19. Training, Cadence, and Failure Recovery
Friday, 2:18 p.m., the building going quiet at the edges, the habits already starting to slip before people scatter.
The rollout looked good for six weeks. Then one lead change, one urgent supplier issue, and one skipped review cycle later, old behavior was back. The relapse analysis found three gaps: the skipped review had been covered by a handoff email, not a backup-trained lead; the lead change had no ownership-transfer protocol; the supplier issue had triggered an exception meeting that displaced the review cadence without a recovery date.
Three controls were added: a named backup DRI for each cadence slot, a thirty-day cadence audit after any lead change, and an explicit recovery trigger — if any scheduled review is displaced, the next one is held within five days regardless of program pressure. Six months later, a second lead change hit the same team. The cadence held.
- Old process: rollout with no durability controls — one personnel change and one supplier escalation collapsed the review cadence; no backup-DRI assignment, no recovery trigger.
- Artifact changed: backup DRI assignments per cadence slot, a thirty-day cadence audit following any lead change, and a five-day recovery trigger for displaced reviews.
- Measured improvement: a second lead change six months later did not produce a relapse; the cadence held through the disruption.

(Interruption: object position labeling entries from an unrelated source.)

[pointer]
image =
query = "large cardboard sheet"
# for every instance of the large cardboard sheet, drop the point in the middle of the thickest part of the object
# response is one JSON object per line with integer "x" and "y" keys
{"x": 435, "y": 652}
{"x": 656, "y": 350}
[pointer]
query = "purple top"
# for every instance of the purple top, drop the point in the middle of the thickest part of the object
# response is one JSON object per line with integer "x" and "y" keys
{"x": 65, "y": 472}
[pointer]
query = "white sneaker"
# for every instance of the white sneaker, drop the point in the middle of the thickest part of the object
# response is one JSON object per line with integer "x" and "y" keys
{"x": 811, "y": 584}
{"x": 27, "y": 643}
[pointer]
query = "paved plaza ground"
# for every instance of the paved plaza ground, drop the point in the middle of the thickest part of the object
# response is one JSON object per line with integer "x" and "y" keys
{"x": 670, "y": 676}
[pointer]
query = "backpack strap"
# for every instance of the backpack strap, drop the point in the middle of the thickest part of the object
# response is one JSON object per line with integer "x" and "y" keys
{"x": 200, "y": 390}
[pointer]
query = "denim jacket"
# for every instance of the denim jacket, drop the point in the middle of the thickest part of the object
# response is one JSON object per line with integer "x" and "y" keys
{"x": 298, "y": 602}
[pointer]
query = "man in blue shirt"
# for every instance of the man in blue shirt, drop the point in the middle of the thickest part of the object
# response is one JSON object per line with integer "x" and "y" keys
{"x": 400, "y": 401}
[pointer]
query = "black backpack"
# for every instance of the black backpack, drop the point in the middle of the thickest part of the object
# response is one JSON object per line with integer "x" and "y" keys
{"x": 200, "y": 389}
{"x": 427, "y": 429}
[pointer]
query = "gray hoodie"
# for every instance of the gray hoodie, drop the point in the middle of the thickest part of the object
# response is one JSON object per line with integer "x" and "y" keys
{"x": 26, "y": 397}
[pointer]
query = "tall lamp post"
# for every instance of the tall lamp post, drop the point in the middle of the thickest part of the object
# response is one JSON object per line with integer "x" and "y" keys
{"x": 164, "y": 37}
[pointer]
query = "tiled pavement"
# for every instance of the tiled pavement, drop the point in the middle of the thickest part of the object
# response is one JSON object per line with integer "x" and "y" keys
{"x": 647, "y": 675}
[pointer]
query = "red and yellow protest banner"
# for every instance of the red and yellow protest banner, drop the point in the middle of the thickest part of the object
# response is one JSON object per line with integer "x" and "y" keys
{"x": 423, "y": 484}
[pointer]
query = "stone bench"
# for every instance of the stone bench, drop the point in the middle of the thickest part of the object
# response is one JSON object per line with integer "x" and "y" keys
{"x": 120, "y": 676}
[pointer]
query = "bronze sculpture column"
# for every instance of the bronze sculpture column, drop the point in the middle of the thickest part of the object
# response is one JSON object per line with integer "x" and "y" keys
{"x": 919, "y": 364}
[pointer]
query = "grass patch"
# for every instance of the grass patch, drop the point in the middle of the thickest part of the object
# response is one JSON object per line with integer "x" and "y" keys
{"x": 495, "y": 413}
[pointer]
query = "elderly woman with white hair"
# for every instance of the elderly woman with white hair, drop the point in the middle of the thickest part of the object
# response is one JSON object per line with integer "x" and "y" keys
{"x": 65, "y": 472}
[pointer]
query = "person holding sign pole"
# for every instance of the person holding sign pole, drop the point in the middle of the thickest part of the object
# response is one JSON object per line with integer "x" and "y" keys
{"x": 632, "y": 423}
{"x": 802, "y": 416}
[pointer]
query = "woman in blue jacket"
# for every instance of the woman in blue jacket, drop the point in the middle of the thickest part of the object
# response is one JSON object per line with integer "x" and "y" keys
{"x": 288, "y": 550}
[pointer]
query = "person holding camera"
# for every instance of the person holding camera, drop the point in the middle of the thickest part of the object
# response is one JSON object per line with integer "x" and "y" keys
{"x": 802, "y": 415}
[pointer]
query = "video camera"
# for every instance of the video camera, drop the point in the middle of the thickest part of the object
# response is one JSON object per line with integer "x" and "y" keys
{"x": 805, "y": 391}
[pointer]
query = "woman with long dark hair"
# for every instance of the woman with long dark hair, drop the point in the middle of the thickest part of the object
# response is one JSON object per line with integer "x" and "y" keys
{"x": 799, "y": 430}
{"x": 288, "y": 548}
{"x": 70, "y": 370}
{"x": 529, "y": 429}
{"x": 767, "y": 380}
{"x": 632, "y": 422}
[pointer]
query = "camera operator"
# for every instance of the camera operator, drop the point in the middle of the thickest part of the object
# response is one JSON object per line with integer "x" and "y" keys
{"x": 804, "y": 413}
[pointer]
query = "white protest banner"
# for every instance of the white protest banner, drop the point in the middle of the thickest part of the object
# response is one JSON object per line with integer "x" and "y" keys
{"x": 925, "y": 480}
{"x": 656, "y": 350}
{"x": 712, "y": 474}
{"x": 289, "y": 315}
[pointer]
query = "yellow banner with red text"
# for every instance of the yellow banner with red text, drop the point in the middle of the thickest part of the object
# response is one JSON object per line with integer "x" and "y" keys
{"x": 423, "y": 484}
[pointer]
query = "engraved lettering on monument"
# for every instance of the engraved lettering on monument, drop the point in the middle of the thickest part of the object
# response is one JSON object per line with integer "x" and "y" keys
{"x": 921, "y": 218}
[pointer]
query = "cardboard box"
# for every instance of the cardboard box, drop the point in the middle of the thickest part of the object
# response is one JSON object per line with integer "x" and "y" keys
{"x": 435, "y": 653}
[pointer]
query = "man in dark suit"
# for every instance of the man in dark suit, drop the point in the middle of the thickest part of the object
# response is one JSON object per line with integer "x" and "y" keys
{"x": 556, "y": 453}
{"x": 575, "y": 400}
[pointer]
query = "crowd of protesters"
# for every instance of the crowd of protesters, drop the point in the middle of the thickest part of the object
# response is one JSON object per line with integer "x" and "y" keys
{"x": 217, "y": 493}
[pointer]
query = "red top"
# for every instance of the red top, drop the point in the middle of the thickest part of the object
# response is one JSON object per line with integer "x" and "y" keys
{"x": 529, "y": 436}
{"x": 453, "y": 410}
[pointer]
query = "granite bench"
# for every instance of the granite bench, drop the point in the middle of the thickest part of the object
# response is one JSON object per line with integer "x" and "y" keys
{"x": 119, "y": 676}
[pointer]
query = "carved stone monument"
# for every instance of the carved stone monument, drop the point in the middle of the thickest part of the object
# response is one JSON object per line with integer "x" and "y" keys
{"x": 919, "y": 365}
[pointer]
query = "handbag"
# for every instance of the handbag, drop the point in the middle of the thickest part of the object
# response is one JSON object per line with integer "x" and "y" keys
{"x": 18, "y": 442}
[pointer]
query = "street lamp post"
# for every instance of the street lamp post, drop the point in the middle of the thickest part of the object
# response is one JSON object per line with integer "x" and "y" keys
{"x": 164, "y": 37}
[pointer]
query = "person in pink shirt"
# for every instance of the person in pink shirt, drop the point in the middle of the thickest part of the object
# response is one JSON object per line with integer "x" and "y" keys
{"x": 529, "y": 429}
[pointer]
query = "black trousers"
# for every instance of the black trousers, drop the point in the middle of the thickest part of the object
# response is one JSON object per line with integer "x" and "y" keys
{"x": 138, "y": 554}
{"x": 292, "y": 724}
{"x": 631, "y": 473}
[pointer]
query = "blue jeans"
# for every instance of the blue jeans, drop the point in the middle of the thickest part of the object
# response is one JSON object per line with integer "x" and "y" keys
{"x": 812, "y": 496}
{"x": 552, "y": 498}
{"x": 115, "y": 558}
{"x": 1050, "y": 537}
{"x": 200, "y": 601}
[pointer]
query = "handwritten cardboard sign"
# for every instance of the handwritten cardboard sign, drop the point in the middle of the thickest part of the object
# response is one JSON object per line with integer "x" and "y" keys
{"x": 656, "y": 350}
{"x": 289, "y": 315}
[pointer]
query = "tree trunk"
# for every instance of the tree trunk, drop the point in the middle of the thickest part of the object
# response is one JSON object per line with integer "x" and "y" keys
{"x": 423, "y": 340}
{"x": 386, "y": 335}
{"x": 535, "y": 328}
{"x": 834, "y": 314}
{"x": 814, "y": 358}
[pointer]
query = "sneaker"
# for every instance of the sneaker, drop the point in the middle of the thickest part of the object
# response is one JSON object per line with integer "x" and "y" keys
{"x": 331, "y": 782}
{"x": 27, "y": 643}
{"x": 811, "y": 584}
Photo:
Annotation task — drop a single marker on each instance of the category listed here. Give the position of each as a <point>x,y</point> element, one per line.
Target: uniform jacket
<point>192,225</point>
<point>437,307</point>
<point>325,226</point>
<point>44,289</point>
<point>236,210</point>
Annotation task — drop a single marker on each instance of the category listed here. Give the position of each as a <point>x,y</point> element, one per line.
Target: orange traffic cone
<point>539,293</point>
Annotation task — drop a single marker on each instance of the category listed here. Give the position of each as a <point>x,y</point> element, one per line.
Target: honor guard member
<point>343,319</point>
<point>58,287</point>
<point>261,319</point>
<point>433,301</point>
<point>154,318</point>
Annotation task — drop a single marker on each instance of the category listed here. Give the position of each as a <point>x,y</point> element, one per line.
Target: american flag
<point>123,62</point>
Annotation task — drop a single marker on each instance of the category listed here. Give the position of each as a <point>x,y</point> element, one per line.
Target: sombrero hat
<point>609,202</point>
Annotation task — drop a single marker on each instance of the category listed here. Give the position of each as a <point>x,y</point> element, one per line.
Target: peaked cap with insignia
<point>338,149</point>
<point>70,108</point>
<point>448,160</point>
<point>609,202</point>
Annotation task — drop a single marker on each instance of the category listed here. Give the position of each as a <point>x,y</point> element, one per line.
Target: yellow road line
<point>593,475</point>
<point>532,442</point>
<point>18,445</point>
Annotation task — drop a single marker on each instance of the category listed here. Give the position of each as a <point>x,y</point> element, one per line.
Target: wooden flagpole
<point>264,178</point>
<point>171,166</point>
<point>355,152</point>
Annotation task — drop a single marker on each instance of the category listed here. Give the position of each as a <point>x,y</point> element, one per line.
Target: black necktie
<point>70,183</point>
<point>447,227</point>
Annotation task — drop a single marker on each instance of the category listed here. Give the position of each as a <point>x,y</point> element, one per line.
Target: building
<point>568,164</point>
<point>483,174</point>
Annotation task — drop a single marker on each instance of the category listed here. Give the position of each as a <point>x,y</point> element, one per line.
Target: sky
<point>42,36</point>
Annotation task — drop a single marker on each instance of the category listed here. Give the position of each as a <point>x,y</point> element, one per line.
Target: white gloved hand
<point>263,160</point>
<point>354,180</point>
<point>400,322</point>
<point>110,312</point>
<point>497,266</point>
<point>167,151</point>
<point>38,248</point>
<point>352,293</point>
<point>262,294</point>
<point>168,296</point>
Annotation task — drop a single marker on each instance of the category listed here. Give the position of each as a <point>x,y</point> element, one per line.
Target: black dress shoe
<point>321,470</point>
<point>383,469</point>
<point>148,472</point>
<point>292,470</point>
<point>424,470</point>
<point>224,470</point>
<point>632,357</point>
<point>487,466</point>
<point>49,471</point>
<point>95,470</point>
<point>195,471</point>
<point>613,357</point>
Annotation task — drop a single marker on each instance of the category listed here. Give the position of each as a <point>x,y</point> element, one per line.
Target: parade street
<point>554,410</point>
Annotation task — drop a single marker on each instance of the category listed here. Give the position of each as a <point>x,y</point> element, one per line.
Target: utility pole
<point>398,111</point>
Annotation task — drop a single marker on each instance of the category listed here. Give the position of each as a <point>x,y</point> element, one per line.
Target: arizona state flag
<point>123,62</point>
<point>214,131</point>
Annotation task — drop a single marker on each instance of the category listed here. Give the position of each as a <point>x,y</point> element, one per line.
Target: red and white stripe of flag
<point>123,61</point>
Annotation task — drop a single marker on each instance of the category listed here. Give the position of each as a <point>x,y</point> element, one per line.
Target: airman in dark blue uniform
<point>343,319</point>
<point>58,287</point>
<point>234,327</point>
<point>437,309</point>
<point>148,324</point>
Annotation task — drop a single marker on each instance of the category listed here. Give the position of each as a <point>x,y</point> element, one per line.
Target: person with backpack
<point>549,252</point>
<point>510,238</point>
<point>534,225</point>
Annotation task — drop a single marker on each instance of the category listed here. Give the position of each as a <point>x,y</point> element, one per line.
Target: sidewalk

- Cost of the gap: six weeks of apparent adoption followed by full relapse — all adoption work restarted, plus a program quarter of uncontrolled drift during the collapse.
Training is behavior transfer, not slide transfer
New people do not need the full theory first.
They need operational moves in context.
Onboarding minimum:
- ownership map and closure expectations,
- one-page truth mechanics and source links,
- risk trigger/escalation behavior,
- decision record standard.
Teach these on live program threads, not in abstract slides only.
Cadence is the enforcement mechanism
Without cadence, standards drift into preference.
Minimum cadence set:
- weekly decision/risk sync (updated decision log and risk register entries),
- fixed one-page refresh rhythm (published one-page status before each review),
- gate prep/check with artifact traceability (gate artifact delta from the record system),
- monthly retro on control-loop failures (playbook update with named control adjustments).
Cadence should be predictable and short enough to survive workload spikes.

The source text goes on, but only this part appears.